Это так отвратительно знать, что он даже не удосужился предупредить меня, рассказать всё, а унизил таким способом, что о моём падении теперь известно всем. И из-за него женщины тоже знают, будут сильнее ненавидеть меня, и нет мне спасения больше. Ничего нет впереди. А одна ложь и жуткое ощущение грязи на себе. Отчего так поступил со мной? Предал меня. Я бы поняла, если бы сказал все честно. Поняла бы? Не знаю, но хуже, чем показательное лишение девственности ничего не бывает. Стыдно. Мне так стыдно, что сама же упросила его, практически умоляла об этом. А он грешен. Он властитель этого греха и, конечно, жаждал именно этого. Вот для чего я была нужна – для доказательства, что падшая.
Слезы высыхают, а с ними высыхает все в груди. Пустота. Она такая тихая внутри и давящая на меня, что боюсь дышать. Мне до боли стыдно и обидно, что все мои фантазии о первом разе были сожжены дотла. Я мечтала об ином, чём-то прекрасном и неповторимом, а все оказалась хуже некуда. А самое страшное для меня, что сама шла навстречу к нему, не оглядываясь и не думая. Но теперь же я испорченный товар, который никто больше не захочет. Я отдала свою чистоту. Ради чего? Ради собственного унижения и боли.
Я не знаю, как долго сижу так, смотря в одну точку, и раскачиваюсь, словно полоумная. Хочется помыться, смыть с себя всё, что натворила. Но это разве возможно? Нет. Хотя бы немного очиститься.
Кое-как поднимаюсь с постели и не волнует, что обнажена. Плетусь к ванной комнате, достигая её, и набираю воду, холодную воду, чтобы ощутить и телом тот же холод, который теперь внутри. Я потеряла нечто важное. То, что было мной. Сейчас же я чувствую себя другой. Придавленной к земле и растоптанной. Одинокой и униженной. Жаждущей наказать, но сил на это нет.
Пока зубы не начинают стучать и больше нет возможности терпеть холод, сижу в ванной, а затем выхожу, даже не обтираясь полотенцами, надеваю халат. Ноги ватные, боль внутри не стихает.
Подхожу к дверям на балкон и распахиваю шторы, чтобы увидеть закат. Вспоминаю его шёпот и слова. «Прости». Но разве слова могут утихомирить чувства внутри? Нет. От этого ещё хуже, потому что знал, видел это и продолжал. Я не хочу понимать его помыслы и причины, побудившие так жестоко обмануть меня. Лука был прав, сказав, что выбираю смерть я вместе с ним. Отчего же не услышала его?
– Лука, – шепчу, вспоминая слова Анны. Он хочет видеть меня, но его не пускают. Потому что может рассказать мне правду. Оказывается, он один и говорил её. Что ещё от меня скрывают?
Отворившаяся дверь позади меня отвлекает от мыслей. Замираю, когда щёлкает замок.
– Уходи, – хрипло произношу я, принося себе напоминание, отчего мой голос сел. Чувствую, что это он. Сердце ответило быстрее разума, и не желает затихать, когда внутри меня до сих пор так остро покалывает.
– Аурелия…
– Оставь меня, ты сделал то, что планировал с самого начала. А теперь можешь больше не притворяться, – резко обрываю я его, а в груди нет злости.
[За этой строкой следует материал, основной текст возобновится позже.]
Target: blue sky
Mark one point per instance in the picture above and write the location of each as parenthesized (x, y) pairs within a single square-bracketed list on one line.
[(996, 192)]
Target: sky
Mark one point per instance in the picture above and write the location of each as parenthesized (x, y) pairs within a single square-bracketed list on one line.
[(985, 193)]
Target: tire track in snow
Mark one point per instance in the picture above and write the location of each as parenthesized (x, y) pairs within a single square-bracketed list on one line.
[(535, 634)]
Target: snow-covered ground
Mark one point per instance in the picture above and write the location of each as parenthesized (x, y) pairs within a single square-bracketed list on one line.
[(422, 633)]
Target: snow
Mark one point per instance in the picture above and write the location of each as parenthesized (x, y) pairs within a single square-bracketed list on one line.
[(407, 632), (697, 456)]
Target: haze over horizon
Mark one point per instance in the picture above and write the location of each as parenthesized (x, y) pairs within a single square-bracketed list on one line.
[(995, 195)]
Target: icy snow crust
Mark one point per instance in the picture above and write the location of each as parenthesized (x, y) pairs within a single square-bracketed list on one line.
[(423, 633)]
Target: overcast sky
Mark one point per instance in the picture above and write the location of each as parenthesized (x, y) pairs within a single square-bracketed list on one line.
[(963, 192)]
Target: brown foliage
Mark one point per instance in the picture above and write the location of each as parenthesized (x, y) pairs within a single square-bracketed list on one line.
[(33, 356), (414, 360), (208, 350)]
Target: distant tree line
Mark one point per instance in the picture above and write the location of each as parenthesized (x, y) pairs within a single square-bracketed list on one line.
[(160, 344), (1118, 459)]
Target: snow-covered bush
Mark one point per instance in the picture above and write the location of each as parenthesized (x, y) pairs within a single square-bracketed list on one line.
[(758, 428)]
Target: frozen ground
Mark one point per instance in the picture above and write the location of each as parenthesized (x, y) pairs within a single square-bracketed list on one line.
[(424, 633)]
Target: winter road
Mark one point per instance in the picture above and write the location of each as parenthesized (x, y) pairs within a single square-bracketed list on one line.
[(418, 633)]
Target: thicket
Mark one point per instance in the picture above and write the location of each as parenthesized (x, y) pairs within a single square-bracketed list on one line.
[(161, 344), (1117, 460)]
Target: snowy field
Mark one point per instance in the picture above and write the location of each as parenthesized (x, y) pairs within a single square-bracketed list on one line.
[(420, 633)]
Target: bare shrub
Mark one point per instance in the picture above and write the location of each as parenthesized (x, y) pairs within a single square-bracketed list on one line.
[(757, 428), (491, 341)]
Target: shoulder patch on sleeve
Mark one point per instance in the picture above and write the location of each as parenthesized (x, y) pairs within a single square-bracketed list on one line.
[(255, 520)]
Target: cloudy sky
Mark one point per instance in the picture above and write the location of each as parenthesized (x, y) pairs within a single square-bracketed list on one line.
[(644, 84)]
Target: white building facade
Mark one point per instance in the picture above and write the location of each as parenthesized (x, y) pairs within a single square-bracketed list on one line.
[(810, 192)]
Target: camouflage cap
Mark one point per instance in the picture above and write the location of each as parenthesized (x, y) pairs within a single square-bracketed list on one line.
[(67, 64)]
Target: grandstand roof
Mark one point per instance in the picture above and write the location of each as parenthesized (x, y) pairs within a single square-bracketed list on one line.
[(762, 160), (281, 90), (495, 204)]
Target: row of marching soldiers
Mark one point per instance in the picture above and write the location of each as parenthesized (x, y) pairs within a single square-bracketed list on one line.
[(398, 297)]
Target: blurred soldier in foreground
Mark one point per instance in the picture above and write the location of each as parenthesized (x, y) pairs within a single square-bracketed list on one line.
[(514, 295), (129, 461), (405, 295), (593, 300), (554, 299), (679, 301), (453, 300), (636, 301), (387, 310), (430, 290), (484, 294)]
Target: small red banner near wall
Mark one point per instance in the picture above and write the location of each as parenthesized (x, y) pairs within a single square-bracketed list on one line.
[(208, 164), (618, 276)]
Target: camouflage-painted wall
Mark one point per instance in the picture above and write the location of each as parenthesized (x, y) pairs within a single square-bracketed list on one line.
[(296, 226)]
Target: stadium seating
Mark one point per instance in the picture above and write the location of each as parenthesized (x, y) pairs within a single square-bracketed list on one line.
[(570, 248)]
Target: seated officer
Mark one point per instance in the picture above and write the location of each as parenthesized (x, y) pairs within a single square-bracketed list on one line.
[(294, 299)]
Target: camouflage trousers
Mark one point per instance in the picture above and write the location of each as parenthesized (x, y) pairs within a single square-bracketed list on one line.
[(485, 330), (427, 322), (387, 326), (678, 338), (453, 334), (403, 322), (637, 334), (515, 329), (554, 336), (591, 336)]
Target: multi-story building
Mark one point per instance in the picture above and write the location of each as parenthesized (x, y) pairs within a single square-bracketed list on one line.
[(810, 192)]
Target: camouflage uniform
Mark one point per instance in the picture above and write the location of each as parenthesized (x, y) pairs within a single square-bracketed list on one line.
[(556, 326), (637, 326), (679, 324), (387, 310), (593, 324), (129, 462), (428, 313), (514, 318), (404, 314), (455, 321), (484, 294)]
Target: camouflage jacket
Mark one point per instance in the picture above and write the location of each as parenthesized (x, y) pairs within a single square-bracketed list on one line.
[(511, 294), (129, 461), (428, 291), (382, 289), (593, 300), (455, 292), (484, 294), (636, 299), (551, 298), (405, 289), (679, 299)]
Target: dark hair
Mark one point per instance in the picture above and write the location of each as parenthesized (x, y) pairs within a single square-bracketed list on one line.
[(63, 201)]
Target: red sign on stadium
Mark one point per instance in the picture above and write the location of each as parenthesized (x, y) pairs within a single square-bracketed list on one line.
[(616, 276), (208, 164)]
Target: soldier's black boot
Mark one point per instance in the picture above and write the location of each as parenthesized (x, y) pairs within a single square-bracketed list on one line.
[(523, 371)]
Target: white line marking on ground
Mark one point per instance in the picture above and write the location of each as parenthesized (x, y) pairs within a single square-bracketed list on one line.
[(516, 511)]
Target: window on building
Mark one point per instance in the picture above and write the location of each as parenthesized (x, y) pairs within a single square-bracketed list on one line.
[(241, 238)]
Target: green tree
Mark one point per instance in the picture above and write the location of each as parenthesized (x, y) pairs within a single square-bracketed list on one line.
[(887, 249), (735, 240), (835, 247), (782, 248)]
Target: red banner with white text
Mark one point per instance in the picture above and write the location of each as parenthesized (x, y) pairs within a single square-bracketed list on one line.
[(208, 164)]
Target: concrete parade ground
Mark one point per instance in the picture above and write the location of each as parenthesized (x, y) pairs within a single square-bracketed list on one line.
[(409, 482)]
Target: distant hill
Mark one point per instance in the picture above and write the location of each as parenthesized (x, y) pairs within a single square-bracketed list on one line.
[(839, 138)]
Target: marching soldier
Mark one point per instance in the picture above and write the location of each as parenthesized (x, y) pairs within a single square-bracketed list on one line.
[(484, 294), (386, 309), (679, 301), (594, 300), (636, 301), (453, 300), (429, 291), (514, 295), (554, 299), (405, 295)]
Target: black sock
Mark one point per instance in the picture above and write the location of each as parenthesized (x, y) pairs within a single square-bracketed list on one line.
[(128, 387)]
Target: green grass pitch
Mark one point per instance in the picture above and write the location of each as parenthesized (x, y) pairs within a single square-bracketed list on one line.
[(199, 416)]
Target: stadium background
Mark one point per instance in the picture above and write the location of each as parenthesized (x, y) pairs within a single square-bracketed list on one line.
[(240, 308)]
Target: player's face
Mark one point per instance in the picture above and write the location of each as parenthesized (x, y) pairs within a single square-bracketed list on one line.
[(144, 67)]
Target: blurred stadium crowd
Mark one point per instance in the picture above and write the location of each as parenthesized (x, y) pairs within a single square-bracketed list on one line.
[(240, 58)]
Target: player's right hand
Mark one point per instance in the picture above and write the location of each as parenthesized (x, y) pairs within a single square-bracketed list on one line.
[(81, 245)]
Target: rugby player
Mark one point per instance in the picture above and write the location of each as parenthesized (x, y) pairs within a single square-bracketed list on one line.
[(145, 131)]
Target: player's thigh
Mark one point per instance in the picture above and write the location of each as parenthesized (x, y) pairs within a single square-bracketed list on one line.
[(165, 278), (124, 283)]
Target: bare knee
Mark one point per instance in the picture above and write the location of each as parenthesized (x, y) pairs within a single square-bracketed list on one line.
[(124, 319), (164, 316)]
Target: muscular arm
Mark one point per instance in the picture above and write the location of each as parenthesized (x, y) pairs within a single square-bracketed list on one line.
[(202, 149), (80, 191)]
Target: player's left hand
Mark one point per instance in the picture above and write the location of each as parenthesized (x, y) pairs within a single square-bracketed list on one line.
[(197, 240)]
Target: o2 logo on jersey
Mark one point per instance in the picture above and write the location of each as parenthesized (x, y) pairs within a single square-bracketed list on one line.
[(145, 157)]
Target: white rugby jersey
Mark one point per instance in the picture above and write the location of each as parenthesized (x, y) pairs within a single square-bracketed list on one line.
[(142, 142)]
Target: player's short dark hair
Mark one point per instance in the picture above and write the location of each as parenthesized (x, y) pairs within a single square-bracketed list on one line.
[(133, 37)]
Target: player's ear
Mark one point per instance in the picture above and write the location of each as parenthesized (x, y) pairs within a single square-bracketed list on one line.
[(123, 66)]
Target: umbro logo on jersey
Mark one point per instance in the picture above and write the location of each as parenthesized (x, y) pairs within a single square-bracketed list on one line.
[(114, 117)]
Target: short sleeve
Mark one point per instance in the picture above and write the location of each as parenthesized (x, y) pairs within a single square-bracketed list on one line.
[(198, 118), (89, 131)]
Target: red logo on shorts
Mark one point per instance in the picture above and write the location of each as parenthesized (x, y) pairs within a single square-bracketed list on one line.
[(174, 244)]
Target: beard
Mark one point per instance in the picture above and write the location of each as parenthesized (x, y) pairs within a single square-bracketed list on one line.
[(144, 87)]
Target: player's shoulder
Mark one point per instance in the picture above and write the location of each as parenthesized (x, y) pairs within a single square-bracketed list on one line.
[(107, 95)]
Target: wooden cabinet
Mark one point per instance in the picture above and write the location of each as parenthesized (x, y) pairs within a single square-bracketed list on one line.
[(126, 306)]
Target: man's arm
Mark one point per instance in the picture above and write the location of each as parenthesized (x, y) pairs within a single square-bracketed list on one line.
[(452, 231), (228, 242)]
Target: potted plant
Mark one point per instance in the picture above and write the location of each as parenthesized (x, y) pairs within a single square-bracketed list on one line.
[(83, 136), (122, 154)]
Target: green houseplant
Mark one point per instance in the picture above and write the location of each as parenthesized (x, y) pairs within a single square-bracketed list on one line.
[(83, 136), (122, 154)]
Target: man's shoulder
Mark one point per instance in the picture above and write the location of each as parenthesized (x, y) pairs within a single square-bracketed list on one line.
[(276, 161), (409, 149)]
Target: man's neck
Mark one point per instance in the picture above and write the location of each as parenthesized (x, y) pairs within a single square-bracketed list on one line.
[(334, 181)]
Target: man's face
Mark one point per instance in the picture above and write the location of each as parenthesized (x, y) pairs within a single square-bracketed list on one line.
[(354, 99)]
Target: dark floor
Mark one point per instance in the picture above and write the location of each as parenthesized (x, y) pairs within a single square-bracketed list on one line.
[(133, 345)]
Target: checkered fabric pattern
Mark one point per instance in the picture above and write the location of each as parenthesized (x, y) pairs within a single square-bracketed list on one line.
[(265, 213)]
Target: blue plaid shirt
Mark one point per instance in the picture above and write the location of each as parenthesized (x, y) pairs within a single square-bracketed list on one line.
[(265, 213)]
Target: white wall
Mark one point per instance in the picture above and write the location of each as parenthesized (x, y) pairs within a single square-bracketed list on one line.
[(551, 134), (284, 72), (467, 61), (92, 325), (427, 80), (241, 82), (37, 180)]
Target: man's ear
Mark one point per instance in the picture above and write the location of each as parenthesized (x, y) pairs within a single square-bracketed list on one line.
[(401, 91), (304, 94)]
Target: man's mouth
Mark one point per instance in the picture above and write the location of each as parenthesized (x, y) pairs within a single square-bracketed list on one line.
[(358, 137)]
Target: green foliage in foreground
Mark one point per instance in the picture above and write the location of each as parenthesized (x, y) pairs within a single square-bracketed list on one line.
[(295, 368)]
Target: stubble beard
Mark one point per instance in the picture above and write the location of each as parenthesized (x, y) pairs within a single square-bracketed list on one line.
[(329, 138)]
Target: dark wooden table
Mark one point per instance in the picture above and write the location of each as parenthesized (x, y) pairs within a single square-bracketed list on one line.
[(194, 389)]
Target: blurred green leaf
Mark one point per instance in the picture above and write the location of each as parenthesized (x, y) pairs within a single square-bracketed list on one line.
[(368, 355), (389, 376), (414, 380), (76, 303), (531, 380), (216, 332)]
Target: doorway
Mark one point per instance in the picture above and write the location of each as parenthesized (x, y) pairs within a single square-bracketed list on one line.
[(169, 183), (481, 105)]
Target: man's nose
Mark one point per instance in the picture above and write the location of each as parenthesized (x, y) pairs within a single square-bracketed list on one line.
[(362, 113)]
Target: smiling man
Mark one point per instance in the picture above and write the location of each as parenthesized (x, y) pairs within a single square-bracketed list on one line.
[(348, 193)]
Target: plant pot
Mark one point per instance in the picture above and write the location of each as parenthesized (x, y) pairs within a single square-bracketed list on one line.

И хочу испытать её, но одно разочарование на себя.
– Притворяться в чём, радость моя? Что я испытываю к тебе плотское вожделение? Я и не отрицал этого. И продолжаю желать тебя, – спокойствие его голоса приносит мне ещё больше мрачности внутри.
– Зачем? За что ты так поступил со мной? – шепчу, боясь обернуться. Боюсь, что как только увижу, то прощу свою обиду и унижение. Ту боль, которая продолжает терзать моё тело. Поэтому обнимаю себя руками, смотря в окно.
– Лучше было бы, если бы я рассказал тебе о том, что не имею права насладиться твоим телом и твоими поцелуями, твоим огнём без внедрения другого человека? Лучше было бы явить перед тобой того, кем я являюсь. Проклятым и без возможности быть тем, кого ты вообразила себе? Пошла бы ты тогда на это добровольно? Я подарил тебе воплощение твоих фантазий и не каюсь. Я не испытываю ни грамма раскаяния за то, что сделал. Я жажду ещё, – эти слова, сказанные на повышенных тонах, всё же заставляют меня обернуться.
– А должен! – вскрикиваю я и замираю, издавая испуганный вздох. Я ожидала всего, но не то, что парень будет полностью покрыт мазками запёкшейся крови и в разорванной одежде.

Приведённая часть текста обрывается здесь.